The modifications which are being pushed through via a Bill authored by Equality Minister Harriet Harman, will, for the first time, see the Church of Scientology be viewed on equal footing as the Roman Catholic Church and the Church of England.

Under British legislation, all religious entities benefit from a business tax exemption while council tax discounts are given for the homes of religious leaders. Under British law, a building must be the venue used for worshipping a God or deity, but not a philosophy, in order to be considered as a place of religious worship.

But the Equality Bill has some small print which asks councils to protect all religious or philosophical beliefs from local taxes just as a new public-sector equality duty forces authorities to promote equality of those who hold philosophical beliefs and stops them from any discrimination against all philosophical beliefs.

The Church of Scientology thus would qualify for complete exemption from business taxes on public venues while residential property used by Scientologist Church leaders would see council tax discounts.

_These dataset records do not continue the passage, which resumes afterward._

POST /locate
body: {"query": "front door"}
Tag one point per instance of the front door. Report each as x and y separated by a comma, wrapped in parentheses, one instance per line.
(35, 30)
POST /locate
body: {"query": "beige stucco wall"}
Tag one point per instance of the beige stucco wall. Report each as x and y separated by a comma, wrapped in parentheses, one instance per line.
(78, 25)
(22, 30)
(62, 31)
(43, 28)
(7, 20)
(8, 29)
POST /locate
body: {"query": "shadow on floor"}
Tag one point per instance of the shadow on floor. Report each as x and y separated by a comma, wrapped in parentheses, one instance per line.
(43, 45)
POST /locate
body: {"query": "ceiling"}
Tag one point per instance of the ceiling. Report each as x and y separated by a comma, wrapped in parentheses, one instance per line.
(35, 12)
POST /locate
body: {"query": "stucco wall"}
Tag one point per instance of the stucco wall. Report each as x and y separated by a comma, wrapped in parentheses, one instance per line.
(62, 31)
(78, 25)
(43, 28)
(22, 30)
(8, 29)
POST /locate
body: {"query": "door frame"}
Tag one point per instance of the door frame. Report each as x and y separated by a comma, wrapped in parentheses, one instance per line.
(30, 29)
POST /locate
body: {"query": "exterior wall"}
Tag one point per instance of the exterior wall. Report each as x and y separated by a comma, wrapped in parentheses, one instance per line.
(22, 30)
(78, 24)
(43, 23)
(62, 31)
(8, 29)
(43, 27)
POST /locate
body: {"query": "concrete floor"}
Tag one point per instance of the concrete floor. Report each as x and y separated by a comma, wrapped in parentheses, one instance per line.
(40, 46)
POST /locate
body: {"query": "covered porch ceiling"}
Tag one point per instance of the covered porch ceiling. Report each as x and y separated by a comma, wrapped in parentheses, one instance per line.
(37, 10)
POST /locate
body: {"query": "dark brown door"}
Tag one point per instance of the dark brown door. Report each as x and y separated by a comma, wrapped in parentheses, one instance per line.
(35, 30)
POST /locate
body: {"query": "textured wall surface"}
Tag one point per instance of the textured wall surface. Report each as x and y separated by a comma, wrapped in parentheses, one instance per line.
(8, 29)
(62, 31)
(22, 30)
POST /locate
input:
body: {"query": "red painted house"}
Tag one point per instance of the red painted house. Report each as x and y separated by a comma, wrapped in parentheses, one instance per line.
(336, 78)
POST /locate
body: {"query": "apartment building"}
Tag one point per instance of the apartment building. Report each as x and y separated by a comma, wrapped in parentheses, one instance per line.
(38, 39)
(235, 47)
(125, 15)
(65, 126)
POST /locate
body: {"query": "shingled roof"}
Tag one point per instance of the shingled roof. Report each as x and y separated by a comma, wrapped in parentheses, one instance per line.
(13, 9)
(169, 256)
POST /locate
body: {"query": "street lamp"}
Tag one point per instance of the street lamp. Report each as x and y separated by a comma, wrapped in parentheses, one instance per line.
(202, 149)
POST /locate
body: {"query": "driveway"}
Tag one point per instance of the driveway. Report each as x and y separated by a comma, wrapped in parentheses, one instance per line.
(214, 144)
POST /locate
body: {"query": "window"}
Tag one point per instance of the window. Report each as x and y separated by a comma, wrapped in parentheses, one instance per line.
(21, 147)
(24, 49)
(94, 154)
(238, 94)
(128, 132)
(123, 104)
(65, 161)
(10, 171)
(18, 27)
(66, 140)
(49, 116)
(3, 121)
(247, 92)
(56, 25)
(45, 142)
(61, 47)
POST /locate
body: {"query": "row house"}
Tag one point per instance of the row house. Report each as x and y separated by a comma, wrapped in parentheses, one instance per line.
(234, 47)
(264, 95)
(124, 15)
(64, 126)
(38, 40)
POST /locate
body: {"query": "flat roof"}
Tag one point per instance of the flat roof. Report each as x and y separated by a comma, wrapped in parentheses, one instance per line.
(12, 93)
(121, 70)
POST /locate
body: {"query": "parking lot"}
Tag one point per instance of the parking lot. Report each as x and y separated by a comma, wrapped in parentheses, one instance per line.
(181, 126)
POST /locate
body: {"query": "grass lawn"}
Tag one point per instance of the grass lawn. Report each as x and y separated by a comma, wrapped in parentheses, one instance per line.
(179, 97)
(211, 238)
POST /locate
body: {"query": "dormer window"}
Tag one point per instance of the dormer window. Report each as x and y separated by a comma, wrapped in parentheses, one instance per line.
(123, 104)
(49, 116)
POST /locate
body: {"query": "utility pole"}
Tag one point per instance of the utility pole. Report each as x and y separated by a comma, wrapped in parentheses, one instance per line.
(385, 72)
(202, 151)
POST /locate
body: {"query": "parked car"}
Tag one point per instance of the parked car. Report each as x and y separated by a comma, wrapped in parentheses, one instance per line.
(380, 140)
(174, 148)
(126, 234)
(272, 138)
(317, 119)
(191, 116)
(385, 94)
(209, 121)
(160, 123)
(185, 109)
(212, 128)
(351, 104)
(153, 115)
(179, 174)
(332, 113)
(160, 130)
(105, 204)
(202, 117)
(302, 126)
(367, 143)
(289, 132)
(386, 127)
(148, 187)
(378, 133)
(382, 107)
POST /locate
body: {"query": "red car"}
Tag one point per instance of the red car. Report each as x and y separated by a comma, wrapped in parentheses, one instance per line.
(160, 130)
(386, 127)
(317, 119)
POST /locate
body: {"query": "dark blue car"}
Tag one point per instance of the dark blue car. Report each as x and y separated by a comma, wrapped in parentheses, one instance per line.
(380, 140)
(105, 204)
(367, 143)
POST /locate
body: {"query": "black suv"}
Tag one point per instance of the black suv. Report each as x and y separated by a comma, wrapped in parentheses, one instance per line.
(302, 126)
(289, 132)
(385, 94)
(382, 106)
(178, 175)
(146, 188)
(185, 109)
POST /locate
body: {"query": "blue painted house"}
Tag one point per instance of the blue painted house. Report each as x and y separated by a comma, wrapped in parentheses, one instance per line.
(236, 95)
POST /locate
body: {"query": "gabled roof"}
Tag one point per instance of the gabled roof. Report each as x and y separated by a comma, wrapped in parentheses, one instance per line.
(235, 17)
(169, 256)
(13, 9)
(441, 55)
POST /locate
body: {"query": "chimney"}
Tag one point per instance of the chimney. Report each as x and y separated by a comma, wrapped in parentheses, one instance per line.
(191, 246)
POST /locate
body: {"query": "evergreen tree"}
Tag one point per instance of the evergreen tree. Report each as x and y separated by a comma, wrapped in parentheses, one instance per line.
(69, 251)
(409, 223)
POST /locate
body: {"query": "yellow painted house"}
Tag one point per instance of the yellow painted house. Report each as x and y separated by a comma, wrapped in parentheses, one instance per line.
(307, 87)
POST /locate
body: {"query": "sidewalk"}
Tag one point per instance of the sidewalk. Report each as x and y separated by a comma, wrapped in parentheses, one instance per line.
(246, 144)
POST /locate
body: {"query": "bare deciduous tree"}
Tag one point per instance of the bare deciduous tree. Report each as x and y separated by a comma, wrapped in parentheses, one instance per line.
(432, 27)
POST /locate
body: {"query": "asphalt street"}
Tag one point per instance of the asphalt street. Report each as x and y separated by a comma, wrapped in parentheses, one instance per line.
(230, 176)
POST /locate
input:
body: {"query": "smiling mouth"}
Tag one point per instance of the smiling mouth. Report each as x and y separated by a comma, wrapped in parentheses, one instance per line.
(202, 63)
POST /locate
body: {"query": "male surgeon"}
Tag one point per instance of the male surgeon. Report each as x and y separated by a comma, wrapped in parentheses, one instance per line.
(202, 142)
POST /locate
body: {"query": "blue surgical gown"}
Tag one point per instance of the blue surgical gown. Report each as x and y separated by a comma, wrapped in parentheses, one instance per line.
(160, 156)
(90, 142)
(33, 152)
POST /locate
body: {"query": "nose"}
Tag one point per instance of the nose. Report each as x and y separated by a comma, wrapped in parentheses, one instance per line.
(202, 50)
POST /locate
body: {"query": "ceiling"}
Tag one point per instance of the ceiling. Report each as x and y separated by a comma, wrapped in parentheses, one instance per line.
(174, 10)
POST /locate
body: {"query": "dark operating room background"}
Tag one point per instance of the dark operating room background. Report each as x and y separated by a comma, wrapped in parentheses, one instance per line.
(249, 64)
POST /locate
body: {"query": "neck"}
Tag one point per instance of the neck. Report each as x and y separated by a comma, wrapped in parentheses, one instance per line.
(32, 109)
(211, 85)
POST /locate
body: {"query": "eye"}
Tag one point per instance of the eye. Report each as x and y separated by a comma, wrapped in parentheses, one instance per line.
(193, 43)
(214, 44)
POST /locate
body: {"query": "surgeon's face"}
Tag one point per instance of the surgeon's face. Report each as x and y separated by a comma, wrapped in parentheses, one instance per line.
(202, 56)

According to Shadow Local Government Minister Bob Neill, the public might find it alarming that Harriet Harman is pushing through a proposal which would offer local tax breaks to Scientologists. He said families and local firms which are going through rough times because of the recession will see unfit that the Church of Scientology will avoid business rates and council tax, while their tax bills have increased dramatically.

He added that freedom of expression and tolerance have become key British values but this shouldn't translate into organisations such as Scientology deserving special tax treatment.

Tens of thousands of pounds in taxes will saved the Church of Scientology with this move through its bases and missions across the country. In the UK, Scientology has missions in Saint Hill Manor in West Sussex, Bournemouth, Tunbridge Wells, Eastbourne, York and Belfast.

A Church of Scientology official said that it's ready to accept any regulation that upholds the rights of people of any religious beliefs, faiths, cultures and races to receive equal treatment in the UK.

The Church of Scientology, which was made famous thanks to Hollywood followers such as John Travolta and Tom Cruise, get its ideologies from the teachings of the late L Ron Hubbard, who was a the science fiction author.

Church of Scientology claims to have 7,900 churches, missions and groups thrpugh out 164 countries around the world where eight million followers gather.

The Charity Commission had ruled against the church in 1999 by stating the religious organization was not eligible for and tax breaks on its properties because it was not deemed as providing a public benefit.

But Inland Revenue ruled in 2000 it was conducting its practices as a not-for-profit organisation and thus qualified for VAT exemption.